Dalam sambutannya, Kepala Disnakertrans Jatim, Sigit Priyanto, ST, MM., menegaskan bahwa keberadaan 1.925 LPK di Jawa Timur merupakan potensi besar yang harus diimbangi dengan tata kelola profesional, tertib administrasi, serta kepatuhan terhadap aspek legalitas.

“LPK tidak boleh hanya berorientasi pada sertifikat, tetapi harus mampu menghasilkan tenaga kerja yang benar-benar siap kerja dan sesuai kebutuhan industri global,” tegasnya.

Dari sisi kebijakan nasional, Direktur Pembinaan Kelembagaan Vokasi Pekerja Migran Indonesia (PKVPMI) KP2MI, Abri Danar Prabawa, S.E., M.P.A., menyoroti pentingnya peningkatan kompetensi pekerja migran seiring terbukanya peluang kerja di berbagai sektor.

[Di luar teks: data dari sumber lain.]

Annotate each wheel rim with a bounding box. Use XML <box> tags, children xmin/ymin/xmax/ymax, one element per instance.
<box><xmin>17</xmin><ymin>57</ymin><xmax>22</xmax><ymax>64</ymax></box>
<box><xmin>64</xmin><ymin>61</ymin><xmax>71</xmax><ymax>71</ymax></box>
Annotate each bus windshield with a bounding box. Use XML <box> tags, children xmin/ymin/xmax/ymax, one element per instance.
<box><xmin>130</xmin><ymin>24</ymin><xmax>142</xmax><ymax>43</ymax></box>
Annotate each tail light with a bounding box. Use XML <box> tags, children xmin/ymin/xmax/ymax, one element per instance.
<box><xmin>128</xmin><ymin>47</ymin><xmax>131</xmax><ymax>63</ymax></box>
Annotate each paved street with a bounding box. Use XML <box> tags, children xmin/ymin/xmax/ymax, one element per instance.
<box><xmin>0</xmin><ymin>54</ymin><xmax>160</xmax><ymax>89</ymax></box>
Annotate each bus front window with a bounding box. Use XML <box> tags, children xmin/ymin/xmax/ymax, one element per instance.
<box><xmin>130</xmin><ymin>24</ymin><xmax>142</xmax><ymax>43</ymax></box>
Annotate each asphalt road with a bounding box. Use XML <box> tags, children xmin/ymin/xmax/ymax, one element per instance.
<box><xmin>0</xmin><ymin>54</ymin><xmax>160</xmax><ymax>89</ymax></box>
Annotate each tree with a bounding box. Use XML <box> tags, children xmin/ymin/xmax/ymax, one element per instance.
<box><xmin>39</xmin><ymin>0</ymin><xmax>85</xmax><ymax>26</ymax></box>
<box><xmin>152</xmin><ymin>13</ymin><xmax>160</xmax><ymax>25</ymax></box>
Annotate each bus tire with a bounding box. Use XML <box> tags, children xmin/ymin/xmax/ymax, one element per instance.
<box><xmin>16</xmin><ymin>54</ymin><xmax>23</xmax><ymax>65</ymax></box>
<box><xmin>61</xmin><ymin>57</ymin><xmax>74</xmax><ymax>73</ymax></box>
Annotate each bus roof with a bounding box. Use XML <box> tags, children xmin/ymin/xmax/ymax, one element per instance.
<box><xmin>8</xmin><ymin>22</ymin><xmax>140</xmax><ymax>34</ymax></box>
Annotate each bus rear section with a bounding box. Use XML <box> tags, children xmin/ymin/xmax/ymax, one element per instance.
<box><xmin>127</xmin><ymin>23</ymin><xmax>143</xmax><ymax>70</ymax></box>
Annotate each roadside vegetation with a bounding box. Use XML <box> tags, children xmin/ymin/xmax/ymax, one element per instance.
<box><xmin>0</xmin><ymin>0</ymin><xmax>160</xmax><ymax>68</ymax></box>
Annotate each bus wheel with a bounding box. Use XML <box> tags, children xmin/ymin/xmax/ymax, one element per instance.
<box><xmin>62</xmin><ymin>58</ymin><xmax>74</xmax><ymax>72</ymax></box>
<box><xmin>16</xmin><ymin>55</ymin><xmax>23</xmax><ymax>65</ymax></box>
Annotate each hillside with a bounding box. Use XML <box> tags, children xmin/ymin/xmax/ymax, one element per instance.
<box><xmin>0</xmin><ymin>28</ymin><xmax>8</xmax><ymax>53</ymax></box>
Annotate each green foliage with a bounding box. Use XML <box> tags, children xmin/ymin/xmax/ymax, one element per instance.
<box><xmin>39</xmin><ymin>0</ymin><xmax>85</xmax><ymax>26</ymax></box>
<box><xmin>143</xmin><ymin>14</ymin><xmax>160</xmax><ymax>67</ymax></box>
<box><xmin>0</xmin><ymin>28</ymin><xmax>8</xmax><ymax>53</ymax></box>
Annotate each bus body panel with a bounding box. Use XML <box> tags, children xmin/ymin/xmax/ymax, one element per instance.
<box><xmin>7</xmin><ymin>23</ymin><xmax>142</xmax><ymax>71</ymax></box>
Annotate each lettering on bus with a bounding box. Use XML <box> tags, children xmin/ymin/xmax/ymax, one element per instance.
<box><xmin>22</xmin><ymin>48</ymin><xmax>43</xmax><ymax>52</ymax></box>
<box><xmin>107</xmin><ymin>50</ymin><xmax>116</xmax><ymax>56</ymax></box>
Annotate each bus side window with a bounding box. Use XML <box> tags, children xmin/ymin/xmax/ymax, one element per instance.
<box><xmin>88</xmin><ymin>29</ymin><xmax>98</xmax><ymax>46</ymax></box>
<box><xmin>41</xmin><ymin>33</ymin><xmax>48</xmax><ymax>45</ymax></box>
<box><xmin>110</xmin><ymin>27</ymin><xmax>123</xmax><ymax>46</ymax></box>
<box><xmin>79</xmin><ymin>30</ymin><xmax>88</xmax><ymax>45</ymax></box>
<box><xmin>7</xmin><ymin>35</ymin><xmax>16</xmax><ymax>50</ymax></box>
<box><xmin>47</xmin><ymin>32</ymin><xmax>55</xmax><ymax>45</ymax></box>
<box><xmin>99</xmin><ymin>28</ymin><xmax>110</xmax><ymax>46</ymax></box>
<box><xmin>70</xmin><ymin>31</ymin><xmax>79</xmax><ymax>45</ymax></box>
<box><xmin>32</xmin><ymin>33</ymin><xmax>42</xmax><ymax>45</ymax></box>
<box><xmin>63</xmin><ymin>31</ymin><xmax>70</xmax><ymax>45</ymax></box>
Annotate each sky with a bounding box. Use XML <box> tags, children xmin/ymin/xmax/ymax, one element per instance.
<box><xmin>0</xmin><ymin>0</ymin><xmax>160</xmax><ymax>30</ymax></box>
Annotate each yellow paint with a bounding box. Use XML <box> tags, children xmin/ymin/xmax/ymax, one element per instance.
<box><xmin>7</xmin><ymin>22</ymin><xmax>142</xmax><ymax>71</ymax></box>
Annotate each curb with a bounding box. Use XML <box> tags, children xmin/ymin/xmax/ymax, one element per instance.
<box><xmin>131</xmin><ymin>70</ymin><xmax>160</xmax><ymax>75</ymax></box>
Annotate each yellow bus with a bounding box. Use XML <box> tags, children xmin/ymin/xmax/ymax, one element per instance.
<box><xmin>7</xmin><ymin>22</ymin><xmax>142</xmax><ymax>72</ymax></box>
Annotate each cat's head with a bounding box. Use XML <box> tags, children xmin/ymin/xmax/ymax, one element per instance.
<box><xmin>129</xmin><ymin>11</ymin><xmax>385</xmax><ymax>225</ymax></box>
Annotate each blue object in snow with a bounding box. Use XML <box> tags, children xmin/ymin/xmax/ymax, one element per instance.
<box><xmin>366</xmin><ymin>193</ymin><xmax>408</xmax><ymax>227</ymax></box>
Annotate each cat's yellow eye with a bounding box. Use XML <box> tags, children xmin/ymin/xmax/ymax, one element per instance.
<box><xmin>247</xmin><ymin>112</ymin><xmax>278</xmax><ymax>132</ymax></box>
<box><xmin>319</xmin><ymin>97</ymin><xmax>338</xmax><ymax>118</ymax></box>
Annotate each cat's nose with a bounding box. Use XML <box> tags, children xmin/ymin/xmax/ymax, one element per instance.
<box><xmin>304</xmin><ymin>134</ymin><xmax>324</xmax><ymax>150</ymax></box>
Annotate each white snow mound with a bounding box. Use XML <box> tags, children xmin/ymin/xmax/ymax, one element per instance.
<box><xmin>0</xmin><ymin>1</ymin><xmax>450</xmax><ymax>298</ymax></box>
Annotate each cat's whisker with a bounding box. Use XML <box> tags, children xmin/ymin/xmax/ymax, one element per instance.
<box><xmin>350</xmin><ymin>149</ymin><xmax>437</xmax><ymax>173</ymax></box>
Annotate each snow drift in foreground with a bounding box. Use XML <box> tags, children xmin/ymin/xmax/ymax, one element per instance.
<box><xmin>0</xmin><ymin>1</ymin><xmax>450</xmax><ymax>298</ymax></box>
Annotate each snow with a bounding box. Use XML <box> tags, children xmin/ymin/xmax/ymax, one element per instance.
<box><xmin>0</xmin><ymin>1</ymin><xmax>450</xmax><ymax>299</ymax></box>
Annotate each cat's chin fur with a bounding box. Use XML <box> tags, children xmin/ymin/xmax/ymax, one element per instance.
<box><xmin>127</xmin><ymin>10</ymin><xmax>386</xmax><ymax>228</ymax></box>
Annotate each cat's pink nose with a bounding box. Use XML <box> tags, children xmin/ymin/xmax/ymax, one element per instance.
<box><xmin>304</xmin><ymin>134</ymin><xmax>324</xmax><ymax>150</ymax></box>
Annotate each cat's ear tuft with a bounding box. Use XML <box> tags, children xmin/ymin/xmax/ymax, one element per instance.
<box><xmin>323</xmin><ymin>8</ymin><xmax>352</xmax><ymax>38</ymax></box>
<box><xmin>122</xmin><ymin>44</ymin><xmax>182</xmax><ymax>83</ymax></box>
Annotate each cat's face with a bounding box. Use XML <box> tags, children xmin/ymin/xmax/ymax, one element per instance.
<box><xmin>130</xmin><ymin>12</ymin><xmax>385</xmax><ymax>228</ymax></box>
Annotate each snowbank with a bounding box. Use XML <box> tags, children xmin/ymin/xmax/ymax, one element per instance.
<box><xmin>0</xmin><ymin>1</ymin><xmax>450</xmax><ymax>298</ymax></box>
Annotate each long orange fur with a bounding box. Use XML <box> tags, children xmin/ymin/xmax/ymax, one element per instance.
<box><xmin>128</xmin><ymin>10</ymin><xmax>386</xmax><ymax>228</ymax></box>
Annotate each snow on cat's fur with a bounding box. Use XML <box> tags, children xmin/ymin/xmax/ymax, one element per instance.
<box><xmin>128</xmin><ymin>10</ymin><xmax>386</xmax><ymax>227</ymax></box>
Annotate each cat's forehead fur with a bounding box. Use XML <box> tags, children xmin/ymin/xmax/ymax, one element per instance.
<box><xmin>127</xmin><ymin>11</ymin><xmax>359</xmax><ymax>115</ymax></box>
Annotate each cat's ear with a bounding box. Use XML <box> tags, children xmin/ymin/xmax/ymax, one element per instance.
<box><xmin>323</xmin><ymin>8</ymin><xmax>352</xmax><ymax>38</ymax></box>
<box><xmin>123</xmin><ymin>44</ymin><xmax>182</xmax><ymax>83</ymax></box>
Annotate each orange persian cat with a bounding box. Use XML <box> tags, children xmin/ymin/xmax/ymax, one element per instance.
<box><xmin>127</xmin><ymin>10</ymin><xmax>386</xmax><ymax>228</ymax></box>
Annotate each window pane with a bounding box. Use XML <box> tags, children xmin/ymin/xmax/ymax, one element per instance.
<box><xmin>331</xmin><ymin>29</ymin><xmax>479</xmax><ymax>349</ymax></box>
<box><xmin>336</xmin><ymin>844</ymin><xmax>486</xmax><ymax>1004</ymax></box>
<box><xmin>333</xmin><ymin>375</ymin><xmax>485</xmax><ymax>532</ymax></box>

Namun, ia mengungkapkan bahwa penempatan pekerja migran asal Jawa Timur masih didominasi sektor domestik.

Menurutnya, pelatihan harus disesuaikan dengan standar negara tujuan, baik dari sisi keterampilan teknis, bahasa, maupun pemahaman budaya kerja.

“Setiap negara memiliki standar berbeda, sehingga pelatihan harus spesifik dan terarah sesuai kebutuhan pasar kerja internasional,” jelasnya.

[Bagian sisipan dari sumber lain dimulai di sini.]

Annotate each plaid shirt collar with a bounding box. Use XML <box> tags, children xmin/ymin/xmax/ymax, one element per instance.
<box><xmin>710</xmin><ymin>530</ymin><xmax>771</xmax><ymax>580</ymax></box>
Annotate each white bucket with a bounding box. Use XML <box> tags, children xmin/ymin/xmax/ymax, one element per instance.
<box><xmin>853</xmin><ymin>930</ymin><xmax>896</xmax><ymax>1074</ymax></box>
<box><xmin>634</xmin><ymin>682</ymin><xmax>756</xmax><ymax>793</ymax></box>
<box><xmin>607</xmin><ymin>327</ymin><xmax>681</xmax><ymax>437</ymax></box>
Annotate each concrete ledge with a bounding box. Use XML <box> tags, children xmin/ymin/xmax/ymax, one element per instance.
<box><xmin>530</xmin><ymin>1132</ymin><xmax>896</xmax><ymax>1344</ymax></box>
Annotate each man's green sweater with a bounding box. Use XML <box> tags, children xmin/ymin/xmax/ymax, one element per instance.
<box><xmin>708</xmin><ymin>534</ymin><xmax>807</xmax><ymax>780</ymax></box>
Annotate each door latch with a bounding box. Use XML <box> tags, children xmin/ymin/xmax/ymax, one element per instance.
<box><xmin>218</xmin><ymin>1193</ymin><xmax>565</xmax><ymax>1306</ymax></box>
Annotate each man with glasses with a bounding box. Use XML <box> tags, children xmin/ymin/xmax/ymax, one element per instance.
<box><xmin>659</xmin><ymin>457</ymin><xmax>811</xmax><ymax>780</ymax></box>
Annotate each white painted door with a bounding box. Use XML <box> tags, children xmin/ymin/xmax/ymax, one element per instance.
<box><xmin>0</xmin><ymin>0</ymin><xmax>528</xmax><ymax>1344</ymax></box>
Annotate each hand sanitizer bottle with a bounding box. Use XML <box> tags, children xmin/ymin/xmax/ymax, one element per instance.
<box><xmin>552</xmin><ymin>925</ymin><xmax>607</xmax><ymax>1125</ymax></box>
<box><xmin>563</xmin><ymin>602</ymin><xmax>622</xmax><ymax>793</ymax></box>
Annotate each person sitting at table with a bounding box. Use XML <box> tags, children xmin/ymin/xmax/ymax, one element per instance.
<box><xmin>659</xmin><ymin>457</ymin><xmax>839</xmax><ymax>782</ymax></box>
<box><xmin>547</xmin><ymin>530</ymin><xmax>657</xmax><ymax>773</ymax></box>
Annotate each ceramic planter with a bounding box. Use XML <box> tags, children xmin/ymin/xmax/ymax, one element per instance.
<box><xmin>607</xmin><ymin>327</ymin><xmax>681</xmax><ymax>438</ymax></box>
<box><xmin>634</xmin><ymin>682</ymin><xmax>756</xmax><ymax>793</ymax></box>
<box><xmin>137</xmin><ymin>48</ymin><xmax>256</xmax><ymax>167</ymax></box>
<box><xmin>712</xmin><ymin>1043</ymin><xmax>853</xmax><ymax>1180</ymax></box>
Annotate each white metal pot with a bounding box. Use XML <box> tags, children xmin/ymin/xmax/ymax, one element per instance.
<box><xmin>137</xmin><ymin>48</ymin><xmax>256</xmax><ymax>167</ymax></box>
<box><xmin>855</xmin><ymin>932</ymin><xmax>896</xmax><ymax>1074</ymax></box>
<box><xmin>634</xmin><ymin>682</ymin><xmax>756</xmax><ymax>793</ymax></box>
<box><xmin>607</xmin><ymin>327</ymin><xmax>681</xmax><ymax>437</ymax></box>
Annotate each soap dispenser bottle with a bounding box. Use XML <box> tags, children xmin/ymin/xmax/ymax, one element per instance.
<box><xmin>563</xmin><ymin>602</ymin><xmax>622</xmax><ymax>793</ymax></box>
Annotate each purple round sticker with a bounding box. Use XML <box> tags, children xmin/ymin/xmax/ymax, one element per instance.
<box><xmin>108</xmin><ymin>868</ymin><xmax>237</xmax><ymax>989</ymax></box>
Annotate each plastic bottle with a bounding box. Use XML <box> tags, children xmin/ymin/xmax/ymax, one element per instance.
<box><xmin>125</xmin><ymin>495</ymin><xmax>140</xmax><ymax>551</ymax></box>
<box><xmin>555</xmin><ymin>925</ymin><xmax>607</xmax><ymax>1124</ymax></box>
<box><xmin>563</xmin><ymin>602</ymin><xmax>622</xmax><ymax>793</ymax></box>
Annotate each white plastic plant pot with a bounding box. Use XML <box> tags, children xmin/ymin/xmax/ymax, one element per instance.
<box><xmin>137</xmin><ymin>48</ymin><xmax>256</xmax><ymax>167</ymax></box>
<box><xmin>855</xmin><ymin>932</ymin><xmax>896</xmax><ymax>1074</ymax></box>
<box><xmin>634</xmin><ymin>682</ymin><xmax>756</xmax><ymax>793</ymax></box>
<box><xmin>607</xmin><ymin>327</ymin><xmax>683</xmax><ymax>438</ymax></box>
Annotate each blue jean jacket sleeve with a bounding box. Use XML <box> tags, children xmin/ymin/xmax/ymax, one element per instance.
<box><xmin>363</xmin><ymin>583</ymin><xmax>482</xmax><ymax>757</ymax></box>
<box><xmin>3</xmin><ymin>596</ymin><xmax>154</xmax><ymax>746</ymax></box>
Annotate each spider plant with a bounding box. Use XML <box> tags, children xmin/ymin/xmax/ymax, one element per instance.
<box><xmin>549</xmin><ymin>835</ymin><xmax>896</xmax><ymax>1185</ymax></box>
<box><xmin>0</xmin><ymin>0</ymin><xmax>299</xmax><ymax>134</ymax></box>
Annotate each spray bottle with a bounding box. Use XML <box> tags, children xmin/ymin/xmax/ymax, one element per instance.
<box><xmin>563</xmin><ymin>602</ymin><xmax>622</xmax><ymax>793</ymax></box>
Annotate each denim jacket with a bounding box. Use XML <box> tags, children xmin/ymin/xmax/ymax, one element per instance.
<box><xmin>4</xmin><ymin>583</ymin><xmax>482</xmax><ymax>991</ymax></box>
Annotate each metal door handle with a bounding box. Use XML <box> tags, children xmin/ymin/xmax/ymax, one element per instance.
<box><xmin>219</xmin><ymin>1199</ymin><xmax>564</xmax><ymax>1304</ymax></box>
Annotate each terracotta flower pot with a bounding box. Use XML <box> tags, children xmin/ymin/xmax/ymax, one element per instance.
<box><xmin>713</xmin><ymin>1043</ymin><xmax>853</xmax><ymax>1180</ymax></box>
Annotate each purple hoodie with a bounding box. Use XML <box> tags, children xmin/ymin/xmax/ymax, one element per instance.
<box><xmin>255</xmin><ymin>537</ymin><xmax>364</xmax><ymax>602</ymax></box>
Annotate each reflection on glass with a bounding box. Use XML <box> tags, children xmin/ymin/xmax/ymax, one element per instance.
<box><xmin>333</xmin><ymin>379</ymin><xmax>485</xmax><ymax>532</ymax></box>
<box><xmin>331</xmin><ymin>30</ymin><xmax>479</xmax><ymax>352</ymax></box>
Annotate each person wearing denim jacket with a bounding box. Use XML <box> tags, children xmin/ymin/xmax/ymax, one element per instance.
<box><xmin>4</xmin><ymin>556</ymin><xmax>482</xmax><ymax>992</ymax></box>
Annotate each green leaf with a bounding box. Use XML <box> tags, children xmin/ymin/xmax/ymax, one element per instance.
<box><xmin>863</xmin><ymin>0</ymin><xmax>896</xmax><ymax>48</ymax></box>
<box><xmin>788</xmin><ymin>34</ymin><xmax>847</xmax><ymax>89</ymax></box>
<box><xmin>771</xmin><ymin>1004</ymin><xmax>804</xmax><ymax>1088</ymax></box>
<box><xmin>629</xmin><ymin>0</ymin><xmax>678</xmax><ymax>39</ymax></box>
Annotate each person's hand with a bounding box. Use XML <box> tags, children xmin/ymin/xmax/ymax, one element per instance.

Sementara itu, Direktur KADIN Institute, Dr. Nurul Indah Susanti, S.Psi., M.Si., menekankan pentingnya pemetaan kebutuhan tenaga kerja berbasis data sebagai fondasi pengembangan pelatihan vokasi.

Berita Terkait :  Dandim 0830 Imbau Warga Tak Terprovokasi dan Tetap Jaga Surabaya

Menurutnya, pemetaan diperlukan untuk menyelaraskan kurikulum dengan kebutuhan riil pasar kerja global, mulai dari sektor pekerjaan potensial, standar kompetensi negara tujuan, hingga kesiapan lembaga pelatihan.

“Pelatihan tidak bisa lagi bersifat umum. Harus berbasis data agar penyiapan tenaga kerja lebih terarah dan sesuai kebutuhan,” ujarnya.

Ia menambahkan, selain kompetensi teknis, aspek soft skill, kesiapan mental, serta pemahaman regulasi dan budaya kerja juga menjadi faktor penting dalam keberhasilan pekerja migran.

Sebelumnya Kepala Bidang Pelatihan dan Produktivitas Disnakertrans Jatim, Drs. Arif Khamzah, M.Si., menyampaikan bahwa pembinaan ini difokuskan pada peningkatan kualitas pelatihan calon pekerja migran Indonesia (CPMI), termasuk pendataan lembaga vokasi serta pengkajian ulang kurikulum pelatihan.

“Melalui kegiatan ini, kami ingin memastikan pelatihan mampu menjawab kebutuhan tenaga kerja migran yang kompeten dan siap bersaing di tingkat global,” ujarnya.

Melalui kegiatan ini, Disnakertrans Jatim mendorong penguatan sinergi antar pemangku kepentingan dalam meningkatkan kualitas kelembagaan pelatihan kerja. Langkah ini diharapkan mampu menghasilkan pekerja migran Indonesia yang lebih kompeten, adaptif, dan berdaya saing di pasar global. [rac.gat]

Berita Terkait

LEAVE A REPLY

Please enter your comment!
Please enter your name here

spot_img

Follow Harian Bhirawa

0FansLike
0FollowersFollow
0FollowersFollow

Berita Terbaru

error: Content is protected !!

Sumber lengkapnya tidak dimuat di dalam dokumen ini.